There are four canine teeth: two in the upper (maxillary) and two in the lower (mandibular) arch. A canine is placed laterally to each lateral incisor. They are larger and stronger than the incisors, and their roots sink deeply into the bones, and cause well-marked prominences upon the surface.
The crown is large and conical, very convex on its labial surface, a little hollowed and uneven on its lingual surface, and tapering to a blunted point or cusp, which projects beyond the level of the other teeth. The root is single, but longer and thicker than that of the incisors, conical in form, compressed laterally, and marked by a slight groove on each side.
In humans the upper canine teeth (popularly called eye teeth, from their position under the eyes) are larger and longer than the lower, and usually present a distinct basal ridge. Eruption typically occurs between the ages of 11 and 12.
The practice of extracting baby canine teeth to make way for adult canines that are erupting in the wrong place has no evidential basis, according to a new study by Cochrane Researchers. In a systematic review, the researchers were unable to identify a single high quality study to support the practice.
"The recommendation of extracting the baby canine is in fact based on one uncontrolled study that was carried out over twenty years ago," says lead author of the study Nicola Parkin of the Department of Oral Health and Development at the University of Sheffield.
It is common for adult upper canines to grow in the wrong place. Normally adult canine teeth erupt in the mouth around the age of 12 years and, in approximately 2-3% of the population of 12 year old children, these teeth become displaced in the roof of the mouth. Displaced canines can cause damage to neighbouring teeth as well as unfavourable movement of other teeth and, more rarely, cysts. One suggested way of avoiding canine displacement and encouraging the eruption of the adult canine is to remove a child's baby canine tooth at around 10 to 13 years, under local anaesthetic.

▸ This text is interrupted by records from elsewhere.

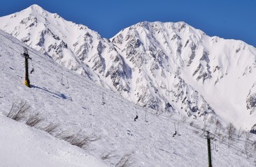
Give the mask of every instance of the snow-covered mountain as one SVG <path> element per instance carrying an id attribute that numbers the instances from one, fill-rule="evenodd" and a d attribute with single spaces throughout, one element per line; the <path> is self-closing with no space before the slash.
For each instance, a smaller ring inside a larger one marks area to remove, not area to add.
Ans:
<path id="1" fill-rule="evenodd" d="M 202 128 L 215 139 L 213 166 L 255 166 L 255 150 L 243 148 L 245 136 L 228 147 L 227 130 L 220 122 L 206 121 L 204 125 L 168 113 L 157 116 L 155 111 L 135 105 L 2 31 L 0 41 L 1 166 L 206 166 Z M 24 84 L 23 47 L 28 47 L 33 61 L 31 88 Z M 12 104 L 20 102 L 26 102 L 30 110 L 26 118 L 15 122 L 6 116 Z M 36 113 L 43 122 L 34 127 L 26 125 L 26 119 Z M 43 129 L 49 123 L 58 126 L 47 133 Z M 77 134 L 92 140 L 82 149 L 59 138 Z"/>
<path id="2" fill-rule="evenodd" d="M 111 39 L 34 5 L 0 29 L 141 106 L 256 124 L 256 49 L 209 37 L 184 22 L 141 22 Z"/>

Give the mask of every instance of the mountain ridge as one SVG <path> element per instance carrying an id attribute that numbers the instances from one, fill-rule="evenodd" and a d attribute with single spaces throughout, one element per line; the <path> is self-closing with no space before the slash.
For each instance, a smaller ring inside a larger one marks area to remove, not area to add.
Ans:
<path id="1" fill-rule="evenodd" d="M 209 37 L 182 22 L 143 22 L 107 40 L 37 5 L 22 11 L 29 16 L 1 17 L 0 28 L 137 104 L 202 120 L 220 116 L 247 129 L 256 123 L 256 50 L 243 42 Z"/>

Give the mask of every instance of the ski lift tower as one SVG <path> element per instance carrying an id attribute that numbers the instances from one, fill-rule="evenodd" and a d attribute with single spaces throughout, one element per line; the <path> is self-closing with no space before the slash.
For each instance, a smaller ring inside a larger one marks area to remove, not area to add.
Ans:
<path id="1" fill-rule="evenodd" d="M 31 59 L 28 54 L 29 50 L 27 47 L 24 47 L 23 56 L 25 58 L 25 81 L 24 84 L 30 88 L 30 81 L 29 78 L 29 59 Z"/>

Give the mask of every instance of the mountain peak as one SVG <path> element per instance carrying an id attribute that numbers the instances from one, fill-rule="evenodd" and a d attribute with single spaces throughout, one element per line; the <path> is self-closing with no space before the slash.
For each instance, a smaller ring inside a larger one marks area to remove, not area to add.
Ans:
<path id="1" fill-rule="evenodd" d="M 37 4 L 31 5 L 23 11 L 29 14 L 38 14 L 43 16 L 47 16 L 48 13 Z"/>

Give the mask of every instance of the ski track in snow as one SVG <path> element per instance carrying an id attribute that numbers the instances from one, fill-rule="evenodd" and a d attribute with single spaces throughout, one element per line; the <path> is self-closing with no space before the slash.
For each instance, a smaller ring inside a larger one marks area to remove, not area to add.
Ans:
<path id="1" fill-rule="evenodd" d="M 23 84 L 20 56 L 24 45 L 2 31 L 0 40 L 1 115 L 15 99 L 24 99 L 48 122 L 59 123 L 59 130 L 99 138 L 83 150 L 1 116 L 1 166 L 115 166 L 125 154 L 131 154 L 131 166 L 207 166 L 206 140 L 200 129 L 189 126 L 190 118 L 182 122 L 178 115 L 157 117 L 155 111 L 136 106 L 31 48 L 35 71 L 29 88 Z M 177 122 L 180 136 L 172 137 Z M 255 166 L 253 159 L 225 144 L 218 145 L 218 151 L 213 152 L 214 166 Z M 101 162 L 101 154 L 107 152 L 113 156 Z"/>

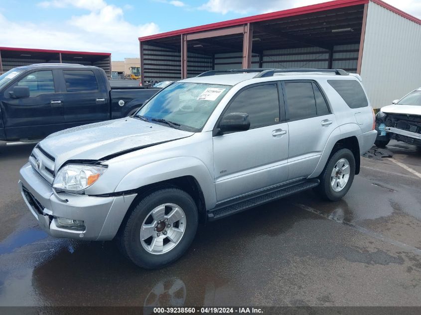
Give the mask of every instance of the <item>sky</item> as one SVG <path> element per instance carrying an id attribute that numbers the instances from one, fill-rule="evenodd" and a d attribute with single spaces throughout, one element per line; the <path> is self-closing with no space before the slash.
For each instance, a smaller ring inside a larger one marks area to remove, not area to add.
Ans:
<path id="1" fill-rule="evenodd" d="M 0 46 L 139 57 L 138 38 L 320 0 L 0 0 Z M 386 2 L 421 18 L 421 0 Z"/>

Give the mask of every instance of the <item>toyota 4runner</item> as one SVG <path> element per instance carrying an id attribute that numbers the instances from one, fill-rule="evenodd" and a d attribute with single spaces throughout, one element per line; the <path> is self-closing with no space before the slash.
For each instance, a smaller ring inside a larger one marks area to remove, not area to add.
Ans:
<path id="1" fill-rule="evenodd" d="M 250 69 L 173 83 L 132 116 L 39 142 L 20 170 L 22 196 L 49 235 L 116 238 L 135 264 L 162 267 L 199 221 L 310 188 L 343 197 L 377 135 L 361 81 Z"/>

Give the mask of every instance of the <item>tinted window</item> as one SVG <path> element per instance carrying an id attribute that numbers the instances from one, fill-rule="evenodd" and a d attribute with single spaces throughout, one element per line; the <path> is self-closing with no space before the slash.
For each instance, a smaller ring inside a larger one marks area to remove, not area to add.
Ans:
<path id="1" fill-rule="evenodd" d="M 313 88 L 314 90 L 314 99 L 316 100 L 316 110 L 318 116 L 327 115 L 330 113 L 329 107 L 326 103 L 326 100 L 323 97 L 319 87 L 315 83 L 313 83 Z"/>
<path id="2" fill-rule="evenodd" d="M 311 82 L 285 82 L 288 117 L 294 120 L 317 115 Z"/>
<path id="3" fill-rule="evenodd" d="M 266 84 L 250 88 L 240 93 L 224 114 L 249 114 L 250 128 L 269 126 L 279 121 L 278 86 Z"/>
<path id="4" fill-rule="evenodd" d="M 54 82 L 51 71 L 36 71 L 21 79 L 17 82 L 18 87 L 28 87 L 29 96 L 54 93 Z"/>
<path id="5" fill-rule="evenodd" d="M 90 70 L 68 70 L 63 72 L 68 92 L 98 91 L 95 75 Z"/>
<path id="6" fill-rule="evenodd" d="M 356 81 L 329 80 L 327 82 L 350 108 L 358 108 L 368 106 L 365 93 L 361 85 Z"/>

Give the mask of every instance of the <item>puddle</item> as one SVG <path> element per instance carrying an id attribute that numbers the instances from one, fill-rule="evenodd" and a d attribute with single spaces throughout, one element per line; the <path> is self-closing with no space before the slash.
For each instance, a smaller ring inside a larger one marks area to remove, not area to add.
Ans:
<path id="1" fill-rule="evenodd" d="M 11 253 L 16 248 L 47 237 L 45 232 L 38 229 L 30 229 L 12 234 L 0 243 L 0 255 Z"/>

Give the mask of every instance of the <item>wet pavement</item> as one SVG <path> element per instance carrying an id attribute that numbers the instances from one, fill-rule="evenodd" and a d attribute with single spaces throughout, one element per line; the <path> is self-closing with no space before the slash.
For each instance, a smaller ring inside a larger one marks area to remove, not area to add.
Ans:
<path id="1" fill-rule="evenodd" d="M 17 185 L 33 147 L 0 147 L 0 306 L 421 306 L 415 147 L 362 158 L 339 202 L 310 191 L 201 225 L 181 259 L 151 271 L 114 242 L 40 230 Z"/>

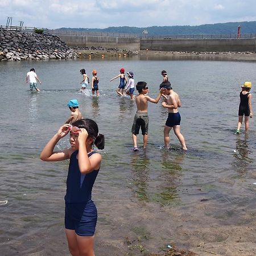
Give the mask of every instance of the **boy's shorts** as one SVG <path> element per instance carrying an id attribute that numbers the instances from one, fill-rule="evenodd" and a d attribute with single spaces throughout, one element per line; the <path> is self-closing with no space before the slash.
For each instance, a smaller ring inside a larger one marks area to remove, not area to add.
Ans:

According to the researchers, however, the most commonly cited evidence for this practice comes from one trial, carried out in 1988, in which a group of children with canine displacement had their baby canines extracted. A major flaw of this study was the absence of a control group. Two other studies considered for the review did have an untreated control group, but had to be excluded because of inadequacies in reporting.
"Extracting the primary canine may help the secondary tooth to emerge correctly, but at this time we can't provide any hard evidence," says Dr Parkin. "Greater attention to the design and reporting of studies is needed to improve the quality of clinical trials on this topic."